Quanto à nossa situação nacional foi-me referido por dois amigos que estão fora do país que pela primeira vez tiveram vergonha de ser portugueses, porque lá ninguém percebe esta falta de entendimento, de tribalismo político-partidário e de autofagia nacional. Mas também o que seria de esperar de uma sociedade que não cria um ambiente de responsabilidade, de iniciativa, de capacidade de tentar construir pontes e espaços de diálogo? Não é deste ambiente que saem os principais responsáveis em todos os âmbitos da nossa sociedade? Felizmente que alguns não vão na onda, mas a maioria não resiste ao bom que é pertencer ao sistema para não ter problemas nem chatices.

Participei na animação de alguns encontros, onde foram abordados temas muito interessantes e que gostaria de ir partilhando aqui: Laicismo e Laicidade; Pobreza e Exclusão Social; Contributo específico dos católicos para a crise; as Obras de Misericórdia hoje em tempos de crise. Foi giro preparar estes temas.

Também tive a informação de que no meu pulmão esquerdo se estão a desenvolver mais umas metástases e para poder combatê-las já comecei mais um ciclo de quimio: passei quatro dias no Hospital e vou voltar lá de três em três semanas. Este novo tratamento tem, pelo menos, um factor positivo: não vai obrigar-me a passar muitas noites (e dias) no hospital.
Este vai ser um tempo de alguma meditação interior, sobretudo sobre algumas questões que têm a ver com a crescente purificação do meu conceito de Deus e das minhas relações pessoais com Ele.

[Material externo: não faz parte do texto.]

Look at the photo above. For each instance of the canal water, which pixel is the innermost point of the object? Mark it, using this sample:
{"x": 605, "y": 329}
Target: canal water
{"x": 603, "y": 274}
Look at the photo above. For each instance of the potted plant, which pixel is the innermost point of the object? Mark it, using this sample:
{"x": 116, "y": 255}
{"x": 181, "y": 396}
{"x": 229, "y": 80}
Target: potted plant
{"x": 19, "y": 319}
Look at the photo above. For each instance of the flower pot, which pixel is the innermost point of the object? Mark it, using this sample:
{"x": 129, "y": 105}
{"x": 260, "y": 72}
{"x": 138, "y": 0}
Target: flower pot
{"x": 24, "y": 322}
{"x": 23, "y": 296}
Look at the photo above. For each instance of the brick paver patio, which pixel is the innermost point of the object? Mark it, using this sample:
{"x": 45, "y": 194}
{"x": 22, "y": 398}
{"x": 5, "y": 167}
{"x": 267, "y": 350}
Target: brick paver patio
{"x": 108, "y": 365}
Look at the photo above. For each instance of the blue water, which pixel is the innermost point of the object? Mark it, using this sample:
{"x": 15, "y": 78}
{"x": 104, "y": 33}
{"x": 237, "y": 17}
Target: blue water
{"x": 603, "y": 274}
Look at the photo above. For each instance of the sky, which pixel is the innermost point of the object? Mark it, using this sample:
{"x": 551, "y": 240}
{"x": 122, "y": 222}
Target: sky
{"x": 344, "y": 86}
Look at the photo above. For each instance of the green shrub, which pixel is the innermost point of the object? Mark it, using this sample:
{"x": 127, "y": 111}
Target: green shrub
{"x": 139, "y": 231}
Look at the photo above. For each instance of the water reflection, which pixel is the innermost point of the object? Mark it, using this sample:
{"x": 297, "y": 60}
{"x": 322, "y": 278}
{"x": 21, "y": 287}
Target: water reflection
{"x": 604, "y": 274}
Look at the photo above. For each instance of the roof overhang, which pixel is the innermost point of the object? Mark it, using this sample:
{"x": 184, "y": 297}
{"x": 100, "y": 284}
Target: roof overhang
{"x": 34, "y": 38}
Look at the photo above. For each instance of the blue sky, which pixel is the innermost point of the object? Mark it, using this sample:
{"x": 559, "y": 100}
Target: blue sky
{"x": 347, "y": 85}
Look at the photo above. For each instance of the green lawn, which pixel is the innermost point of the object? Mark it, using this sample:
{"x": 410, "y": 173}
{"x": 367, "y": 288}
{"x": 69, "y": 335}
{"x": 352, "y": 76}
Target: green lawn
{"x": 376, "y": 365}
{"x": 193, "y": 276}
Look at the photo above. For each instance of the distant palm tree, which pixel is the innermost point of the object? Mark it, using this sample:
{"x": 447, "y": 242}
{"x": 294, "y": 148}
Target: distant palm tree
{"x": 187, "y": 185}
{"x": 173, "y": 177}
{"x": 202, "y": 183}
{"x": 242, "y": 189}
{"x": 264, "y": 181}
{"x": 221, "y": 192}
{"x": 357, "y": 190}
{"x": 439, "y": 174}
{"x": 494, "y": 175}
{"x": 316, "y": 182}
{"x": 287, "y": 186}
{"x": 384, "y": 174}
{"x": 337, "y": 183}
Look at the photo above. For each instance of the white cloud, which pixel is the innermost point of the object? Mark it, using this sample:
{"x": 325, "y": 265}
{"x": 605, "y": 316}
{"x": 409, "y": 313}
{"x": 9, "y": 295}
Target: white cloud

E termino hoje com uma das frases que mais me marcou e que encontrei  um das minhas preparações coloquiais: a afirmação terrível de Primo Levi, que sobreviveu a Auschwitz, mas praticando “uma moral de sobrevivência” que, cá fora, o encheu de vergonha. Contudo considera que maior é a vergonha da humanidade, que tudo faz para ignorar os inúmeros campos de extermínio, o que demonstra que “o homem, o género humano, isto é, nós próprios, éramos (somos, digo eu) potencialmente capazes de causar uma enorme infinidade de dor e que a dor é a única força que se cria do nada, sem custo nem trabalho. Basta não olhar, não escutar, não fazer nada”.

NÃO OLHAR, NÃO ESCUTAR, NÃO FAZER NADA. aqui está um espectacular programa de vida para quem não quiser ter problemas de consciência.